What is an SSL certificate?
Before we tackle those questions, let’s cover the basics. SSL certificate stands for Secure Sockets Layer, a security method that allows for the encryption of data when being transferred over a server. SSL certificates help to protect the transfer of sensitive information such as credit card numbers, passwords and usernames, Social Security numbers, and more.
How does it work?
SSL certificates utilize a public and a private key, which work together to establish an encrypted connection. Typically, data sent between a browser and a web server is sent as plain text, which can leave you vulnerable to hackers.
Why use SSL?
The benefit of using an SSL certificate is that it offers encrypted protection during the online transfer of sensitive information. (Indeed, you are required by the Payment Card Industry (PCI) to have an SSL certificate if you collect credit card information on your site.) SSL certificates can also help you gain your customers’ trust and protect against phishing schemes.
Additionally, Google now provides a slight ranking boost to websites using HTTPS. Technically, Google still only looks at the first five characters in the URL, meaning that your site could leverage the HTTPS protocol without a valid certificate in place and still receive a ranking boost. However, as Google’s Gary Illyes suggested, more stringent checks will eventually be put into place.
Choosing a certificate.
Choosing an SSL certificate can be complicated since not all providers offer all the same certificate types. To simplify the process, you can refer to the table below, which outlines the certificate offerings from six of the major SSL providers.
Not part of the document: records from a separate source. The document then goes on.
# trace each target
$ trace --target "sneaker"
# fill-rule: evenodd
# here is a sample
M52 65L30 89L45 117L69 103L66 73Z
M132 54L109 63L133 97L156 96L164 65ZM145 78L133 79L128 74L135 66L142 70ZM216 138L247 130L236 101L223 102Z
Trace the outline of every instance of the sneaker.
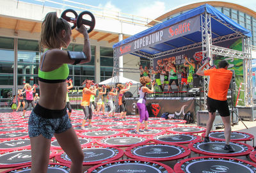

If you plan to stick with the same SSL provider for more than one year, you can often receive a substantial discount if you pay for two or more years upfront.
Purchasing through a third-party reseller tends to be the cheapest option — the only caveat being the quality of customer assistance you may receive.
How to choose a certificate:
Identify the property types you wish to protect (domain, sub-domain).
Identify if you need protection for a single property or multiple properties (wildcard or multiple domains).
Then, decide which level of protection you need.
domain-validated — LOW
organization-validated — MEDIUM
extended validation — HIGH
What type of SSL certificate works best?
Companies offer a myriad and confusing array of SSL certificates. The two primary ones to pay attention to are:
Standard Validation SSL – Standard level of validation. Typically cost between $0-$100.
Extended Validation SSL – Offers the highest level of validation and often costs between $100-500.
SEO advantages of switching to HTTPS
In addition to the security offered by HTTPS, there are additional SEO benefits for marketers to take advantage of.
1. More referrer data
Whenever traffic passes from a secure HTTPS site to a non-secure HTTP site, the referral data gets stripped away. This traffic shows up in your analytics report as ‘Direct.’ This is a problem because you don’t know where the traffic actually comes from.
If you use HTTP, traffic from sites like Hacker News shows up as ‘direct’, because Hacker News uses HTTPS.
Fortunately, there’s a simple solution: when traffic passes to an HTTPS site, the secure referral information is preserved. This holds true whether the original site uses HTTP or HTTPS.
As more and more sites make the switch, this becomes increasingly important.
2. HTTPS as a rankings boost
On one hand, Google has confirmed the ranking boost of HTTPS. On the other hand, with over 200 rankings, it’s likely you’ll find the effect of any ranking influence to remain quite small.
In fact, a recent study by Search Metrics showed no detectable advantage to sites using HTTPS. Like most ranking signals, it is very hard to isolate on its own. In fact, don’t expect HTTPS to act as a silver bullet. If rankings are your only concern, there are likely dozens of things you can do that will have a bigger impact.
3. Security and privacy
Many people argue that HTTPS only provides an advantage if your site uses sensitive passwords. That’s not exactly true. Even regular boring content websites can benefit from HTTPS / SSL encryption.
HTTPS adds security in several ways:
- HTTPS verifies that the website is the one the server it is supposed to be talking to,
- Because HTTPS prevents tampering by 3rd parties, it stops Man-in-the-middle attacks, making your site more secure for visitors.
- HTTPS encrypts all communication, including URLs, which protects things like browsing history and credit card numbers.
The advice is this: Make the switch to HTTPS is reasonable for your business. Security and trust add to the small ranking gains, making it worth the effort if you can.